Quota for men students may be good idea

Recent news mentioned about proposal in St Stephen’s college, Delhi about instituting 40% quota for men in admissions.


To preserve what was once an all “male” bastion, the Supreme Council of St Stephen’s College has decided to reserve 40 per cent of seats in the college for male students.

Some hue and cry is being raised about the issue of having boys to raise their standards to get admission into St Stephens, and it is unfair to women who get admission based on merit.  65% of total students studying in St Stephens now are women.

Let’s look at the history of St Stephen when it comes to giving admissions to boys and girls:

St Stephen’s was an all male college till 1975 when the college opened its doors and admitted girl students for the first time. It was the then Governing Body that had decided to have a minimum of 25 per cent reservation for girls in this prestigious institution. The first co-Ed batch of the college had only 12 girl students. Over the years, however, the of girls have outnumbered the boys.

There may be an angle to it that the girls outnumber boys because of the kind of courses that St Stephen’s offers and is known for:

Courses like English and History Honours have more girls than boys. “The English literature class has a very skewed male-female ratio. The third year English Literature class has 26 girls and only three boys,” said Karen Gaberial of the English Department. Gaberial is also the media advisor of the college.

Not being known as a college for studying science, commerce, business education could be one reason why there are lesser number of boys getting admitted to their courses.

But the point remains that an all-boys college was opened to girls in 1975.  Most importantly, a quota of 25% for girls was instituted in a prestigious institution where getting admission for boys would not have been easy either.

St Stephen’s and Hindu College had been boys’ colleges for years before they were open to girls in the 1970s. However, girls’ colleges, including Miranda House, Indraprastha and Daulat Ram, have so far remained all girls’ colleges.

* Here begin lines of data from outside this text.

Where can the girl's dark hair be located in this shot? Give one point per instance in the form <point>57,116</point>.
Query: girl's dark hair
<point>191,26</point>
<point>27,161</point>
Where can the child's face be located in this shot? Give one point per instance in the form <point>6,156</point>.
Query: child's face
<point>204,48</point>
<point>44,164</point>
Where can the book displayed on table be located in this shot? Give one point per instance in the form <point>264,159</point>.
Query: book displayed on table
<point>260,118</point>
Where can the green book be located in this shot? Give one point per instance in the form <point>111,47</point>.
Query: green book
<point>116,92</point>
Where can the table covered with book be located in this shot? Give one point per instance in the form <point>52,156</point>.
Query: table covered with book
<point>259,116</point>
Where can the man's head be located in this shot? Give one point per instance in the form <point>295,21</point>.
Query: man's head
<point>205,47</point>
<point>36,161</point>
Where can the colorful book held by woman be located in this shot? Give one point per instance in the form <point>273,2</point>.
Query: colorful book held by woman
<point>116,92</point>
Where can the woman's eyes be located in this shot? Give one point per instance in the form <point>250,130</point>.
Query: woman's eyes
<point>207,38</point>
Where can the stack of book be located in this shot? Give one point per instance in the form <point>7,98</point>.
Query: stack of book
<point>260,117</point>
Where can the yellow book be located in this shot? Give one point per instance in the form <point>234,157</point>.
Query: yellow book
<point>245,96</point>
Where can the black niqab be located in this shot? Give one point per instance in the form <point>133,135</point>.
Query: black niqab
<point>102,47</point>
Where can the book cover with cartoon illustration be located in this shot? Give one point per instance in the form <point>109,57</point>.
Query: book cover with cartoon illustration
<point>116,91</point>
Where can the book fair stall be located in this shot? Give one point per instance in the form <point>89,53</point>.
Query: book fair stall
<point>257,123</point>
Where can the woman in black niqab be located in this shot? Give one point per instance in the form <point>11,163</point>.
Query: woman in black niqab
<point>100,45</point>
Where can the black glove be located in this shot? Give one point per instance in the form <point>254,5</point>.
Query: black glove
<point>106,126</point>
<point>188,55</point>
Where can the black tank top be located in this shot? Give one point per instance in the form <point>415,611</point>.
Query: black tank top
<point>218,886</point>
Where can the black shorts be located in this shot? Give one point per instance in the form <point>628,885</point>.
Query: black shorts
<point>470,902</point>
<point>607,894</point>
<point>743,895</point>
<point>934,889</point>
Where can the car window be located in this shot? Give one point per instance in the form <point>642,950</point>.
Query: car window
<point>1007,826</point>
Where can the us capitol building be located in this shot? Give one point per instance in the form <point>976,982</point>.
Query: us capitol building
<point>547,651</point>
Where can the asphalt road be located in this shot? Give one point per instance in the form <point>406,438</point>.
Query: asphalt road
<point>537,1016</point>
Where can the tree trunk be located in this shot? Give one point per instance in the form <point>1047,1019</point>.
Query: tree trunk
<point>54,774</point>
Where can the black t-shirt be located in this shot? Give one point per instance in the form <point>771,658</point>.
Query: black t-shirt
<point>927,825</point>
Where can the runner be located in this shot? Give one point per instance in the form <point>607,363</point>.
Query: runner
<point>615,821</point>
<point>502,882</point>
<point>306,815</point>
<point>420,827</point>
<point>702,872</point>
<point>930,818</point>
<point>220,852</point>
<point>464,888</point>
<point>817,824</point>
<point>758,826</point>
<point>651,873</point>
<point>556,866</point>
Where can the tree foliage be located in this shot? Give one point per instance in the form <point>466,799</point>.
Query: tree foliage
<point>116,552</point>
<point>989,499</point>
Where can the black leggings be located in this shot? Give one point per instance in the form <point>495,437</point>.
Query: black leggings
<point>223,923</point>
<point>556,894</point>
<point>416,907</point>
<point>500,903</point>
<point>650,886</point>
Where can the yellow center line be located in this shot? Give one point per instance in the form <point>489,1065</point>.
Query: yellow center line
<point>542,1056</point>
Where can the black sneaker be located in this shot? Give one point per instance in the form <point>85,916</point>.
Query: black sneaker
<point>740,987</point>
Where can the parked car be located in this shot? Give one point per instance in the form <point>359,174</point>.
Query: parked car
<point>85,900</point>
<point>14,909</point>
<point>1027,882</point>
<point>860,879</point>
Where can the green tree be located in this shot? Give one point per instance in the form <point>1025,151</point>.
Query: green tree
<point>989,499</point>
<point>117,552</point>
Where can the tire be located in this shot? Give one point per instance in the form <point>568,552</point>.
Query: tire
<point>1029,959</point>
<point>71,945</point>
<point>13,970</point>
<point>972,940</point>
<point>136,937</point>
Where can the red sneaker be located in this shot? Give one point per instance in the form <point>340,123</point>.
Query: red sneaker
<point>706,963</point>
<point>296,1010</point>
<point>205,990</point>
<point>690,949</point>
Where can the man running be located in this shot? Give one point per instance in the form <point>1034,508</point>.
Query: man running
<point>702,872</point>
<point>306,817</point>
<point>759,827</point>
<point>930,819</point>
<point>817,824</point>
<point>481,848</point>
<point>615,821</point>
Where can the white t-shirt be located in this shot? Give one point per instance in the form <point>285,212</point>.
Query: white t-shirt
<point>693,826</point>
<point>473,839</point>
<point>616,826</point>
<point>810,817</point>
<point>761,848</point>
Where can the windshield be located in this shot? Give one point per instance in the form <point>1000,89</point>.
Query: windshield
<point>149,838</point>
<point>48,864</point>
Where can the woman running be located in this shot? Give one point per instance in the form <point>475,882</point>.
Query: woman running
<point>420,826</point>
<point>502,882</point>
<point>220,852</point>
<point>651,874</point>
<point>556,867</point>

So opening boys colleges for girls is fine, giving 25% quota to girls in admissions was considered fine and not against any public policy, but giving 40% quota to boys now is considered a sacrilege and against meritocracy! 

From same news on Times of India, a woman professor Nandita Narain of the St Stephen states:


“Arguments were made that women students are taking up a majority of seats and that there were also a number of women’s colleges in Delhi University. If this is the case then you should make the boys do well, not deny seats to meritorious girls,” she said.

What happened to laudable goal of meritocracy when 25% quota for girls was instituted in 1975?  If that was some kind of affirmative action in favour of girls and women, isn’t a similar affirmative action needed now in favour of boys and men?